WALKING WITH GOOD COMPANY


The lightning grows upon the sky like a tumultuous thorn tree of fire. The thunder grumbles with interrupted cadences, and then, joyful as a poet, hits the long, grave, reverberating period at last, repeats it triumphantly, and muttering dies away. The pheasants in the woods have got over their alarm and have ceased to crow, and for a time the heavy perpendicular rain submerges the meadow and farmhouse and mid-field oak and the steep downs with their cloudy woods; the birds are still.

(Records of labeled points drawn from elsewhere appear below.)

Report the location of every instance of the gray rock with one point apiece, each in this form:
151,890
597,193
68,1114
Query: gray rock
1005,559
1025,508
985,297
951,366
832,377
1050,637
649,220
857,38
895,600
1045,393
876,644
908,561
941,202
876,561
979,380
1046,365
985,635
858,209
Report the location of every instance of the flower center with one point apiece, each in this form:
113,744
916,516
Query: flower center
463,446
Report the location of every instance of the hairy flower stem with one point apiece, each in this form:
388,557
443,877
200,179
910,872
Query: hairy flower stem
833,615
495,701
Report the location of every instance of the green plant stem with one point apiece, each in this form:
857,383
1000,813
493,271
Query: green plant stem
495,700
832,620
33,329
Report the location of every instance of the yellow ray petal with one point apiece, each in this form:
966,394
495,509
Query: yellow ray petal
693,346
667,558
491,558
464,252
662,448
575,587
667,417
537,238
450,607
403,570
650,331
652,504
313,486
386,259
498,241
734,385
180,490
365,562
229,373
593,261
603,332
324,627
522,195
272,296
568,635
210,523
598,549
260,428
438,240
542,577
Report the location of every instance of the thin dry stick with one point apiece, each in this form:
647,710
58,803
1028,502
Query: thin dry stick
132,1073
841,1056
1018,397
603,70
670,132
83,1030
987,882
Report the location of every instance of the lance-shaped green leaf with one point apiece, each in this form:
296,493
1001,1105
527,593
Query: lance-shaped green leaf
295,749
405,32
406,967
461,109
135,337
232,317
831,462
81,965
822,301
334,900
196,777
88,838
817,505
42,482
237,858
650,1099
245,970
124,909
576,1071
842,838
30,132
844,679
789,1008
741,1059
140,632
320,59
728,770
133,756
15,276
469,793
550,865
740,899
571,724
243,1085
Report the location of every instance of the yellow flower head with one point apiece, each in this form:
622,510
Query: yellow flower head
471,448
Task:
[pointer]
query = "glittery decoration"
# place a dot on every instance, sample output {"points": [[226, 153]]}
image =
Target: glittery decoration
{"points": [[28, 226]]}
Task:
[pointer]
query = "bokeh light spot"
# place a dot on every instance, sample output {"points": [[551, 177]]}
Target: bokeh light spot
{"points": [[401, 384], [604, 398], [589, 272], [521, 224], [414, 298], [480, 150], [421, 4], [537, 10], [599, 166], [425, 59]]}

Then the rain wastes away. I can count the drops on the broad burdock leaves; and the evening sun comes through horizontally; and it is good to be afoot and making for something remote, I know not why. Each meadow shines amid its encircling hedges like a lake of infinitely deep emerald. On the dark red ploughland the flints glitter with constellated or solitary lights. In the sweet copses, where the willow wren sings again in the highest branches, the thorn foliage is so bright that the dark stems are invisible. The purple oak tops reach wonderfully into the sombre, bluish sky, and over them the wood pigeons turn rapidly from darkness to splendour—from splendour to darkness, as they wheel and clap their wings. The cuckoos shout again; first one, so far off that the character, without the notes, of the song is recognised; then another with a wild clearness in its voice as if the rainy air aided it; and then one just overhead, in the luminous grey branches of an oak, so that it can be heard trying hard and enjoying its own strength. The hills rejoice with long shadows and yellow light; the tall hares stretch themselves and gallop. The little pools hum pleasantly as the rain drips from their overhanging brier and bramble into the leaden water with bright splash. And in our own muscles and hearts the evening strives to form an aspiration that shall suit the joy of the hills, the meadows, the copses and their people. We will go on, they say; we will go on and on, through the beeches on the hill and up over the ridge and down again through the grey wet meadows and to the old road between hawthorn and guelder-rose at the foot of the downs; and still on, not as before, but out of time and space, until we come—home—to some refuge of beauty and serenity in the heart of the immense evening. And so we will, though we shall be wise to find our achievement in the rapture of walking, or in the short rest upon a gate where we may surprise the twilight at her consecrating task. It is well, too, to talk, not to walk silently and weave such dreams as will make our host to-night intolerable; or if not to talk, then to sing some old song whose melody finds a strange fitness to our minds, in spite of the words, as for example—


"There's not a drunkard lives in our town
Who is not glad that malt is gone down—
  Malt is gone down, malt is gone down,
  From an old angel to a French crown."…

Or,

"The fox jumped over the hedge so high."…

Or,

"Orientis partibus adventavit asinus."…

(Sung to the tune of the Welsh New Year's Eve Song.)

Or,


"There was a farmer's son kept sheep upon the hill,
And he went forth one May morning to see what he could kill,
Sing blow away the morning dew, the dew, and the dew,
Blow away the morning dew; how sweet the winds do blow."…


Or,


"Quand le marin revient de guerre—
Tout doux—
Quand le marin revient de guerre—
Tout doux—
'Tout mal chaussé, tout mal vêtu,
Pauvre marin! d'où reviens-tu?—
Tout doux.'"


Then perhaps we will lazily inquire why songs about the price of malt, or the coming of a Beautiful Ass out of the East should stir and uplift and compose the hearts of men dreaming of an ideal beauty on an April evening, and so to more songs and then to bed, finding at the last moment the serene and beautiful, perhaps, in the glimpse of holy evening landscape rich in unseen nightingales as we fall asleep.